6. La banque fait grief à l'arrêt de constater l'arrêt de la procédure de saisie immobilière qu'elle a engagée contre la société Faukura, alors « que la règle de l'arrêt des voies d'exécution prévue par l'article L. 621-40 du code de commerce dans sa version applicable à la Polynésie française, ne s'applique qu'aux voies d'exécution engagées par les créanciers du débiteur en difficulté dont les créances ont une origine antérieure au jugement d'ouverture ; qu'une sûreté réelle consentie pour garantir la dette d'autrui n'impliquant aucun engagement personnel à satisfaire l'obligation d'autrui, le créancier qui poursuit la réalisation d'une telle sûreté ne peut se voir opposer la règle de l'arrêt des voies d'exécution en cas de placement du constituant sous l'empire d'une procédure collective faute de pouvoir être considéré comme un « créancier » du débiteur en difficulté ; qu'en décidant au contraire que la procédure de saisie immobilière engagée par la banque à l'encontre de la société Faukura, qui avait hypothéqué son immeuble en garantie de la dette d'un tiers, était soumise à la règle de l'arrêt des voies d'exécution au motif que la banque était créancière de la société Faukura et que sa « créance » était antérieure à l'ouverture de la procédure de cette société, la cour d'appel a violé l'article susvisé. »

Réponse de la Cour

Vu les articles L. 621-40 et L. 621-42 du code de commerce, dans leur rédaction antérieure à celle issue de la loi n° 2005-845 du 26 juillet 2005 et l'article 2169 du code civil, dans sa rédaction antérieure à celle issue de l'ordonnance du 23 mars 2006 :

7. Une sûreté réelle, consentie pour garantir la dette d'un tiers, n'impliquant aucun engagement personnel du constituant de cette sûreté à satisfaire à l'obligation d'autrui, le bénéficiaire d'une telle sûreté ne peut agir en paiement contre le constituant, qui n'est pas son débiteur, et, n'ayant pas acquis la qualité de créancier, il n'est pas soumis à l'arrêt ou l'interdiction des voies d'exécution qui, en application du premier des textes susvisés, résultent de l'ouverture de la procédure collective du constituant.
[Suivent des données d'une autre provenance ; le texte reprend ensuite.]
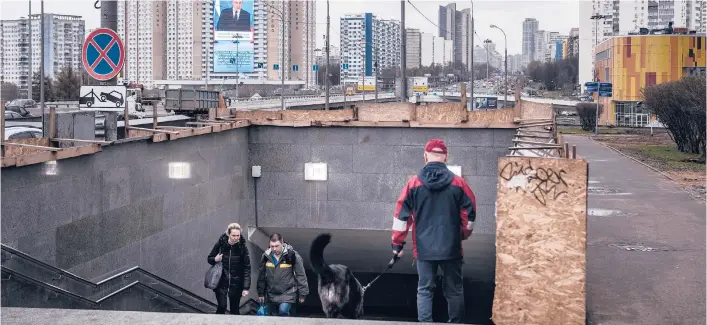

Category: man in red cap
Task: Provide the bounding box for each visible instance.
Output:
[392,139,476,323]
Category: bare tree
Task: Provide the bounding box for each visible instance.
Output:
[642,76,707,161]
[0,81,20,102]
[575,103,604,131]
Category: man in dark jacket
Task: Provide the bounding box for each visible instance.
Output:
[216,0,252,32]
[258,234,309,316]
[392,139,476,323]
[207,223,250,315]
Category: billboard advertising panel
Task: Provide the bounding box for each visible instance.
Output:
[212,0,254,73]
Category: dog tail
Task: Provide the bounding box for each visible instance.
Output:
[309,234,331,274]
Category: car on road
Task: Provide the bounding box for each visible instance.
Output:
[101,90,123,107]
[5,99,37,117]
[5,111,22,120]
[79,90,98,107]
[5,126,42,140]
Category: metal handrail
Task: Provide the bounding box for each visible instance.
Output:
[0,244,90,286]
[0,266,96,306]
[0,266,204,313]
[0,243,217,308]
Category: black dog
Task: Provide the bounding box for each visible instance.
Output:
[309,234,363,319]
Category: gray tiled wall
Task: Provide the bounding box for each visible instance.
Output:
[1,129,254,299]
[0,126,513,299]
[250,126,514,234]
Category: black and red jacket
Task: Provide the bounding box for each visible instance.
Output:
[392,162,476,261]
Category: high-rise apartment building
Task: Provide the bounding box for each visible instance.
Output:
[533,30,550,62]
[420,33,454,67]
[340,13,401,82]
[405,28,421,69]
[438,3,457,40]
[314,45,341,66]
[578,0,707,88]
[508,54,523,74]
[438,3,473,69]
[266,0,317,87]
[0,13,85,96]
[118,0,316,87]
[117,0,213,87]
[522,18,539,66]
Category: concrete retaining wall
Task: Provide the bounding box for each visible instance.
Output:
[1,129,254,298]
[0,126,514,300]
[250,126,515,234]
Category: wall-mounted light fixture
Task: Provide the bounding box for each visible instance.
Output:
[304,163,327,181]
[447,165,462,177]
[169,162,191,179]
[251,166,262,178]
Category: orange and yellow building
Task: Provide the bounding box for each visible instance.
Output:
[594,34,707,126]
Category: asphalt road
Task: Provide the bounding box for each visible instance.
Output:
[565,136,705,325]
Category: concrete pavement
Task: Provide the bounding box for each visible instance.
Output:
[0,308,436,325]
[565,136,705,325]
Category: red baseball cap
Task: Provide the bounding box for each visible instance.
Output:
[425,139,447,155]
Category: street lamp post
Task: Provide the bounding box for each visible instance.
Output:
[265,1,289,110]
[466,0,476,110]
[27,1,34,99]
[326,0,332,111]
[236,35,241,101]
[484,39,491,79]
[589,14,609,135]
[491,25,508,107]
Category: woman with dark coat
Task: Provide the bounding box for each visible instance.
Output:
[207,223,250,315]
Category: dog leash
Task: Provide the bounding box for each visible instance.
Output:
[361,242,405,294]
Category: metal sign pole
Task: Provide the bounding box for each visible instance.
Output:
[594,98,601,135]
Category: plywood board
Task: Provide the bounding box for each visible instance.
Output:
[492,157,587,325]
[415,103,468,123]
[236,110,282,120]
[469,108,513,124]
[282,108,354,122]
[5,138,52,157]
[358,103,415,122]
[520,100,552,120]
[130,130,154,138]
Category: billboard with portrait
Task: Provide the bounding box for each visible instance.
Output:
[212,0,254,73]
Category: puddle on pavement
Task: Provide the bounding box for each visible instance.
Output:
[609,244,669,252]
[588,209,622,217]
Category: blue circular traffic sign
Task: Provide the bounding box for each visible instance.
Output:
[81,28,125,81]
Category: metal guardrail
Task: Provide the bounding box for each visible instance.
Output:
[0,244,216,313]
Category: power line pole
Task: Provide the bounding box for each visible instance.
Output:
[280,1,289,110]
[324,0,330,111]
[466,1,474,110]
[400,0,408,102]
[27,0,34,99]
[39,0,44,137]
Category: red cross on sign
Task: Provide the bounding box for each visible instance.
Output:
[81,28,125,81]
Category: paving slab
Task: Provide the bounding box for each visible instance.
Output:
[565,136,705,325]
[0,308,434,325]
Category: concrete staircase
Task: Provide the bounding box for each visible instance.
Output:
[1,244,221,313]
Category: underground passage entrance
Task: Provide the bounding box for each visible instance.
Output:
[251,227,494,324]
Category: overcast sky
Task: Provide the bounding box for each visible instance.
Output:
[0,0,589,55]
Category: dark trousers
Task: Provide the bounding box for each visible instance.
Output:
[270,302,295,316]
[214,287,243,315]
[416,259,464,323]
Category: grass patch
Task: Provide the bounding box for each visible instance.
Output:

Par conséquent, il peut poursuivre ou engager une procédure de saisie immobilière contre le constituant, après avoir mis en cause l'administrateur et le représentant des créanciers.

8. Pour constater l'arrêt de la procédure de saisie immobilière diligentée par la banque, l'arrêt retient que celle-ci a fait délivrer une sommation de payer à la société Faukura et que l'action ainsi exercée contre cette société tendait au paiement d'une somme d'argent même si la banque n'avait d'action que sur l'immeuble affecté en garantie des emprunts contractés par la SDM. Il retient encore qu'il est de l'essence de la procédure de redressement judiciaire de soumettre l'ensemble des créanciers antérieurs à un régime unique en garantissant que les actifs de l'entreprise ne seront pas « préemptés » tant que la faisabilité d'un plan n'a pas été examinée.

9. En statuant ainsi, alors que, la banque, n'ayant pas la qualité de créancier de la société Faukura mise en redressement judiciaire, n'était pas soumise à la règle de l'arrêt des voies d'exécution résultant de l'ouverture de cette procédure collective, la cour d'appel a violé les textes susvisés.

PAR CES MOTIFS, et sans qu'il y ait lieu de statuer sur les autres griefs, la Cour :

CASSE ET ANNULE, mais seulement en ce que, confirmant le jugement, il constate l'arrêt de la procédure de saisie immobilière dirigée par la Banque de Polynésie contre la société Faukura et rejette les demandes de la Banque de Polynésie tendant à la validation de la surenchère et à la poursuite de la procédure, l'arrêt rendu le 23 novembre 2017, entre les parties, par la cour d'appel de Papeete ;

Remet, sur ces points, l'affaire et les parties dans l'état où elles se trouvaient avant cet arrêt et les renvoie devant la cour d'appel de Papeete, autrement composée.

- Président : Mme Mouillard - Rapporteur : M. Riffaud - Avocat(s) : SCP Célice, Texidor, Périer ; SCP Cabinet Colin-Stoclet -

Textes visés :

Articles L. 621-40 et L. 621-42 du code de commerce, dans leur rédaction antérieure à celle issue de la loi n° 2005-845 du 26 juillet 2005 ; article 2169 du code civil, dans sa rédaction antérieure à celle issue de l'ordonnance du 23 mars 2006.